Wuhhhh, tak terasa hari ini hari terakhir training. Sebentar lagi aku pulang dan bisa menggendong buah hatiku. Sudah kangen sekali rasanya.

Yang istimewa di hari terakhir training ini adalah makan siangnya. Kami dijamu di restoran Thailand. Beberapa teman yang sudah pernah merasakan masakan Thai mengeluh karena rasanya yang asam pedas gak jelas. Aku sendiri belum pernah merasai masakan Thai. Didepan restoran terpampang logo bintang 3. Wow, standar internasional dong.

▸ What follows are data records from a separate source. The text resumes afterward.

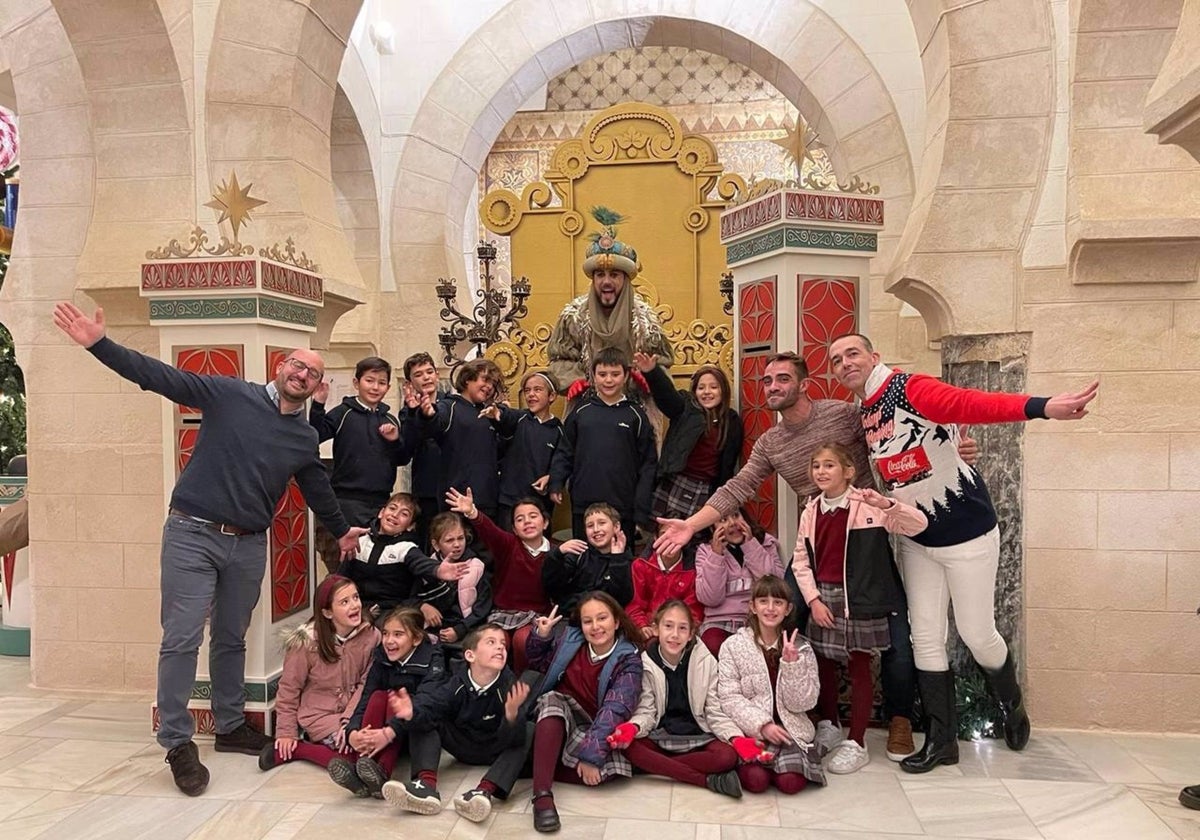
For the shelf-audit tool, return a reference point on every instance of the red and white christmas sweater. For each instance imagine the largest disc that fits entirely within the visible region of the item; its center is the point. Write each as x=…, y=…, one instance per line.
x=912, y=432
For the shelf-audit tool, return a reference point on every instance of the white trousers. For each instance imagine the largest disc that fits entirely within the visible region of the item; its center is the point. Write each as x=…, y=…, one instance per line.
x=965, y=575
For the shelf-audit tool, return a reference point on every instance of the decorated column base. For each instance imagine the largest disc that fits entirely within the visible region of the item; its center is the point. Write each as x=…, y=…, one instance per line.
x=801, y=264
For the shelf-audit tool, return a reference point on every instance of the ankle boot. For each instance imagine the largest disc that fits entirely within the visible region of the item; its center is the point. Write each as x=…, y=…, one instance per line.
x=942, y=723
x=1007, y=691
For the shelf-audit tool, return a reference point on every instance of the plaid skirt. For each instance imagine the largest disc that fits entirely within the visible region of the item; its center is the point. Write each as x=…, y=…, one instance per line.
x=679, y=497
x=673, y=743
x=796, y=759
x=558, y=705
x=511, y=619
x=846, y=634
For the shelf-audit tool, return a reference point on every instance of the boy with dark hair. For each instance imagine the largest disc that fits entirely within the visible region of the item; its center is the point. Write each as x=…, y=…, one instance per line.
x=528, y=449
x=421, y=381
x=467, y=426
x=607, y=451
x=480, y=717
x=366, y=442
x=600, y=564
x=389, y=561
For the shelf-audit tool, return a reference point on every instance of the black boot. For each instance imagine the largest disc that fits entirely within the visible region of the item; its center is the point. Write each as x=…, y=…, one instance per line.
x=942, y=723
x=1007, y=691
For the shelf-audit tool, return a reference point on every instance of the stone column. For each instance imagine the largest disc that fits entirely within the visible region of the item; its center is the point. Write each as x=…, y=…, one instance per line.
x=996, y=363
x=801, y=263
x=238, y=315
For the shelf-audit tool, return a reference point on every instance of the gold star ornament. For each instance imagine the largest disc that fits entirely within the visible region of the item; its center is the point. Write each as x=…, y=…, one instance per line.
x=234, y=202
x=798, y=143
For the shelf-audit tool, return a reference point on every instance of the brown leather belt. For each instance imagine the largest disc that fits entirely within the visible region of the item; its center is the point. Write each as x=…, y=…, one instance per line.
x=227, y=529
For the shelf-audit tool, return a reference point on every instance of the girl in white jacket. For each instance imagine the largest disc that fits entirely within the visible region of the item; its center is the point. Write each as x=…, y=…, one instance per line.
x=767, y=681
x=678, y=729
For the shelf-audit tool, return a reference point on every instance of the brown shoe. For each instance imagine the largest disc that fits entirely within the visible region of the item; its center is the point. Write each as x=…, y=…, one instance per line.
x=900, y=739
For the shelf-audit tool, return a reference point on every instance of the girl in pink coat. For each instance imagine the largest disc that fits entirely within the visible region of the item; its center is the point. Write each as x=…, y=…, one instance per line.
x=324, y=666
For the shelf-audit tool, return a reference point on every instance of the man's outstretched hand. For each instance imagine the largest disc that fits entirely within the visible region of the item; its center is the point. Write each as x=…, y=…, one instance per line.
x=83, y=330
x=1072, y=406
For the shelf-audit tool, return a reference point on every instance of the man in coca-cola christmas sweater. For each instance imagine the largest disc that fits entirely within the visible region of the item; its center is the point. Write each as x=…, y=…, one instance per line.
x=911, y=423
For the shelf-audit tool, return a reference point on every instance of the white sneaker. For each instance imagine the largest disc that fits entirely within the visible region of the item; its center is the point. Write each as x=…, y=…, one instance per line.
x=828, y=737
x=849, y=757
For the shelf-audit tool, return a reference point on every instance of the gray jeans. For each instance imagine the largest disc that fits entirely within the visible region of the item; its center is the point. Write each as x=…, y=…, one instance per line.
x=205, y=574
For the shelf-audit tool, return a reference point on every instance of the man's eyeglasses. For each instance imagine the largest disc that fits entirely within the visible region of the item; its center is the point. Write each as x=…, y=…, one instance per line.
x=310, y=370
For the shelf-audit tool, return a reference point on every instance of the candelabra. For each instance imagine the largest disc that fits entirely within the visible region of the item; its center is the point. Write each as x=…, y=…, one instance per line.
x=491, y=318
x=725, y=286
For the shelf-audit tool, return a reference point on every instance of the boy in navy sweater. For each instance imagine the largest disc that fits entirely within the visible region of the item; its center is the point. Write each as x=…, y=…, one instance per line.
x=366, y=442
x=467, y=426
x=421, y=381
x=607, y=451
x=480, y=715
x=528, y=450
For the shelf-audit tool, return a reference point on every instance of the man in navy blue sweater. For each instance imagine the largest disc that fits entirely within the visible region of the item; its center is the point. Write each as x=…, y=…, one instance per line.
x=252, y=441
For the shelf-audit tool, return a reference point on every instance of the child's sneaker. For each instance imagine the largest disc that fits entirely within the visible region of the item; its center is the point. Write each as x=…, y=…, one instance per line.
x=828, y=737
x=413, y=796
x=474, y=804
x=849, y=757
x=372, y=775
x=342, y=773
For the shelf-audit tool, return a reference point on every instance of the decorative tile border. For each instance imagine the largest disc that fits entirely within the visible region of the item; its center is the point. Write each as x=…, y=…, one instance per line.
x=750, y=216
x=201, y=274
x=255, y=691
x=791, y=237
x=203, y=309
x=12, y=487
x=826, y=207
x=287, y=312
x=289, y=281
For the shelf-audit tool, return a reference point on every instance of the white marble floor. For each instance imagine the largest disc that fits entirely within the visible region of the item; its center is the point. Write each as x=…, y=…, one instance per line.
x=85, y=766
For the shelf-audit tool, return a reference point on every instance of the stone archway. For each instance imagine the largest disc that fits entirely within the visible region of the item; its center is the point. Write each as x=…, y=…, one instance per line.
x=520, y=49
x=269, y=103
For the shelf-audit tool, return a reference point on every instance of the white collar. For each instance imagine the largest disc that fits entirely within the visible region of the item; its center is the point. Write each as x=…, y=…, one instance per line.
x=477, y=687
x=876, y=378
x=837, y=503
x=599, y=658
x=544, y=547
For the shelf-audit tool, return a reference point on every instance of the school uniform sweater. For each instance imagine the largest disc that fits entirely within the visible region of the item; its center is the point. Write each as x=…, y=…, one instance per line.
x=478, y=715
x=654, y=586
x=246, y=450
x=387, y=567
x=516, y=571
x=421, y=675
x=319, y=696
x=567, y=579
x=701, y=671
x=618, y=685
x=864, y=562
x=688, y=430
x=607, y=454
x=911, y=426
x=787, y=449
x=724, y=581
x=364, y=461
x=528, y=450
x=469, y=449
x=465, y=604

Menu pembuka sepertinya membenarkan perkataan teman tadi. Aku memesan beef salad. Daging sapi dicampur daun sawi. Cenderung asam rasanya. Apa ini alamat semua masakan nanti berasa asing dilidah? Ternyata tidak. Menu utama sangatlah menggoda nafsu makan. Steam Fish. Penyajiannya : ikan direbus di suatu wadah, wadah tersebut dibuat dari daun pisang, dibumbui dan ditambahkan santan. Jangan tanya rasanya, karena pasti susah aku ungkapkan. Passss banget. Hati terdalam ingin nambah nasi, tapi perut menyangkal karena sudah ambang batas kenyang. Penutupnya mangga afrika yang bohai. Semua senang semua puas! Hanya restoran Indonesianya Pak Umar Said yang bisa menandingi makan siang hari ini.

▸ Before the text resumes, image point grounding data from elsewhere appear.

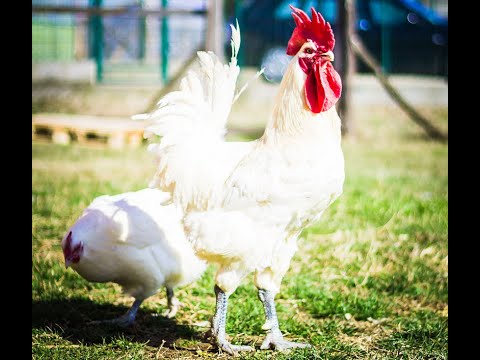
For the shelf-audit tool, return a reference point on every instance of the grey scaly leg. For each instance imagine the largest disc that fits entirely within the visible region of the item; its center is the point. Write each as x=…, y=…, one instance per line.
x=126, y=319
x=274, y=339
x=218, y=325
x=173, y=304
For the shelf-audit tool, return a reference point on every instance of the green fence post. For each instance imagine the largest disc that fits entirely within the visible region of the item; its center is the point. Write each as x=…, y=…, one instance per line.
x=164, y=48
x=238, y=15
x=142, y=30
x=97, y=38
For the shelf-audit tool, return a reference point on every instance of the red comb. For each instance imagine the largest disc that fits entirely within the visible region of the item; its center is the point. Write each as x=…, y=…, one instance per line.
x=316, y=29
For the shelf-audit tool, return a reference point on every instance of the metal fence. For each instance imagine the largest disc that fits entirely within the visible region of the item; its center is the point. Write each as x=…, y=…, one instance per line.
x=127, y=41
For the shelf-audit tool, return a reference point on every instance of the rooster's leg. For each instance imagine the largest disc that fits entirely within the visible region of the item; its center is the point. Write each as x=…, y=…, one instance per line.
x=274, y=339
x=218, y=325
x=173, y=304
x=125, y=320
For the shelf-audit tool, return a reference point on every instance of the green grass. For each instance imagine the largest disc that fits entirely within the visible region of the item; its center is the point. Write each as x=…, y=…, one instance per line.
x=369, y=280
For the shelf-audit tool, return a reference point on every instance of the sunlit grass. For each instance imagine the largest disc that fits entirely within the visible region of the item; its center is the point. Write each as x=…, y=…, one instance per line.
x=370, y=279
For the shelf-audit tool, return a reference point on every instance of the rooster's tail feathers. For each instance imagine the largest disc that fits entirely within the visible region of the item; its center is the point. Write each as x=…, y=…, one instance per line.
x=203, y=101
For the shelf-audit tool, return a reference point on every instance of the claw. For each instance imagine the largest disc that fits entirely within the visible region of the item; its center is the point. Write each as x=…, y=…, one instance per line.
x=234, y=349
x=280, y=344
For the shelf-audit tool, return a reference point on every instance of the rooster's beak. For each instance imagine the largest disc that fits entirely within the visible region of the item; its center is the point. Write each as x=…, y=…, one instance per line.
x=328, y=55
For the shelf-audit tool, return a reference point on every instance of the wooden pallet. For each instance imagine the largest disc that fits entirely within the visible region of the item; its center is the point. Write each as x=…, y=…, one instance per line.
x=65, y=128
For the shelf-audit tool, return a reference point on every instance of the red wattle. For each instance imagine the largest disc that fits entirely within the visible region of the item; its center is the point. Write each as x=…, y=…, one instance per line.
x=323, y=86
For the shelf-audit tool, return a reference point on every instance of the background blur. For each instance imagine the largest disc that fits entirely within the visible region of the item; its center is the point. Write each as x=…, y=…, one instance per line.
x=117, y=60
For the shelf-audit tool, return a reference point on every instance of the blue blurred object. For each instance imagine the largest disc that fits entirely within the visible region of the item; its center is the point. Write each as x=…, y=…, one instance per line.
x=404, y=36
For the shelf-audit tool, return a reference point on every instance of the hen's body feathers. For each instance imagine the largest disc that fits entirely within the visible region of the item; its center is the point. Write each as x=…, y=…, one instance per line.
x=135, y=241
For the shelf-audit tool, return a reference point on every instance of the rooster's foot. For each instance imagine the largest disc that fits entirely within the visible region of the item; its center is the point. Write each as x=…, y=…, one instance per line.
x=277, y=342
x=233, y=349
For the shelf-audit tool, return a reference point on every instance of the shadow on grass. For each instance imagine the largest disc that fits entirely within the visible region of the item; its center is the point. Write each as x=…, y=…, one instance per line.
x=70, y=318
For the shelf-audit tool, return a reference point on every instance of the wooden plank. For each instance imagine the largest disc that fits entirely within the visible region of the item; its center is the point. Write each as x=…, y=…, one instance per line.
x=118, y=131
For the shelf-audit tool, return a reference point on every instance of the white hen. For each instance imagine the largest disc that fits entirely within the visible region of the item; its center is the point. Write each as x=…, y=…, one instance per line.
x=133, y=240
x=246, y=203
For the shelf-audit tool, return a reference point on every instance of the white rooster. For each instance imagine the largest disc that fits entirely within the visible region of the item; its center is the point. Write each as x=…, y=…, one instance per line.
x=133, y=240
x=246, y=203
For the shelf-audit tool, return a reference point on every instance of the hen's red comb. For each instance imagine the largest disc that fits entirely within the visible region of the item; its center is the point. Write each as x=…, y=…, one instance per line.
x=317, y=30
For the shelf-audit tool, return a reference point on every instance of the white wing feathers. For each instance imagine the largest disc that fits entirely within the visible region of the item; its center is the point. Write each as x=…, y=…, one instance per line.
x=192, y=157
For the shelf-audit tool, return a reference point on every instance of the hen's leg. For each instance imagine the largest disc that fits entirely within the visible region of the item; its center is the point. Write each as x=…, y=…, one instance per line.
x=274, y=339
x=218, y=325
x=125, y=320
x=173, y=304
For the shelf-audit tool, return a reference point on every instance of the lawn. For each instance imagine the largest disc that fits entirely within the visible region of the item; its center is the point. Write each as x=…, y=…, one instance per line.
x=370, y=279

Kami kembali ke ruang training dengan senyum kekenyangan. Sayang, kenapa baru hari terakhir kami tahu ada restoran yang uenak itu. Jangan-jangan orang Ferma sengaja mengundang di hari terakhir saja, karena harga makanan disitu yang lebih mahal dari restonya Maria. Jangan kuatir, kang Henry yang akan berangkat ke Paris akhir bulan ini akan kukompori tuk makan disana saja. Materi training tinggal dua slide lagi. Bada menerangkan dengan cepat karena materinya masih mirip-mirip dengan hari sebelumnya. Training selesai dan semua mendapat sertifikat. Kalau semua sertifikat trainingku dikumpulkan, semuanya dari Ferma, hahaha. Tak berkembang, berputar-putar di itu-itu saja.

Training sudah selesai, teman-teman sudah pulang dan melanjutkan perburuan oleh-oleh di Montmartre. Di Jakarta ada masalah, banyak pengisian pulsa yang gagal. Semua berharap aku bisa remote dari Paris. Aku ke meja Jean Marc ditemani Ony. Pinjam laptopnya. Gak enak juga mengganggu kerja dia, bagaimanapun aku tamu disini.

Lama aku bekerja di laptopnya. Beberapa kali dia bertanya kapan selesainya. Tak enak rasanya numpang. Hari ini hari Jumat, semua karyawan siap-siap liburan. Jam kantor berakhir jam 6 sore. Beberapa temannya sudah pamitan liburan weekend. Anjtriiitt. Masih banyak yang harus aku selesaikan. Sekali lagi aku minta maaf ke Jean Marc.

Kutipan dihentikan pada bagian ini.